This article contains a brief discussion on python functions. In any programming language, be it Python, R, Scala or anything else, functions play a very important role. Data science projects require some repetitive tasks to perform every time to filter the raw data and while data preprocessing. In this case, functions are the best friend of a data scientist. They save them from doing the same task every time by simply calling the relevant function.
Functions, both inbuilt and user-defined are a very basic yet critical component in any programming language and python is no exception. And here is a brief idea about them, so that you can start using the benefit they provide.
Why use Python for data science? Python is the most favourite language among data enthusiasts. One of the reason is Python is very easy to understand and code with compare to any other language.
Besides, there are lots of libraries from third parties which make data science tasks a lot easier. Libraries like Pandas, NumPy, Scikit-Learn, Matplotlib, seaborn all contain numerous modules catering almost all kind of function you wish to perform in data science. Libraries like Tensorflow, Keras are specially designed for deep learning applications.

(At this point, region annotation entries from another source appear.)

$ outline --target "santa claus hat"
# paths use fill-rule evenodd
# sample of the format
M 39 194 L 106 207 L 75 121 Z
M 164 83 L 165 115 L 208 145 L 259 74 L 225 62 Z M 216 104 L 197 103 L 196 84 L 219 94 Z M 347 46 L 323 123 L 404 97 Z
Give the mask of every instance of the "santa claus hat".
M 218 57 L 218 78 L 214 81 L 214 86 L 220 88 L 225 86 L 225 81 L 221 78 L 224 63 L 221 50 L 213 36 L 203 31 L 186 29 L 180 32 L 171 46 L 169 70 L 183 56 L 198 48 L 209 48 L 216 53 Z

Please read these articles about the use of Python in Machine Learning and Deep Learning to know more about the use of Python in data science.
If you are a beginner or you have some basic ideas about coding in other programming languages, this article will help you get into python functions as well as creating a new one. I will discuss here some important Python functions, writing your own functions for repetitive tasks, handling Pandas data structure with easy examples.

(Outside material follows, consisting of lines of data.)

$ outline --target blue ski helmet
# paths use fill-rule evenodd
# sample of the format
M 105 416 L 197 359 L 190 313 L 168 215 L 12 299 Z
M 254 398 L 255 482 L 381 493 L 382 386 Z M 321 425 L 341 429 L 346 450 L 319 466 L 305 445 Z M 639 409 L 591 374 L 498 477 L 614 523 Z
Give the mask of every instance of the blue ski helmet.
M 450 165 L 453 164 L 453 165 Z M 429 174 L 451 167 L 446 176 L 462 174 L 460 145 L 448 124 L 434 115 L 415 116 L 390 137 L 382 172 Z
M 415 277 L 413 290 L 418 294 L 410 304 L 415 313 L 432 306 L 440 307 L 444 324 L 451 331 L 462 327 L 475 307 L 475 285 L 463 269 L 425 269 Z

Like other objects of python like integer, string and other data types function are also considered as the first-class citizen in python. They can be dynamically created, destroyed, defined in other functions, passed as arguments in other functions, returned as values etc.
Particularly if we consider the field of data science, we need to perform several mathematical operations and pass on calculated values further. So, the role of python functions is very crucial in data science to perform any particular repetitive calculation, as nested function, to be used as argument of another function etc.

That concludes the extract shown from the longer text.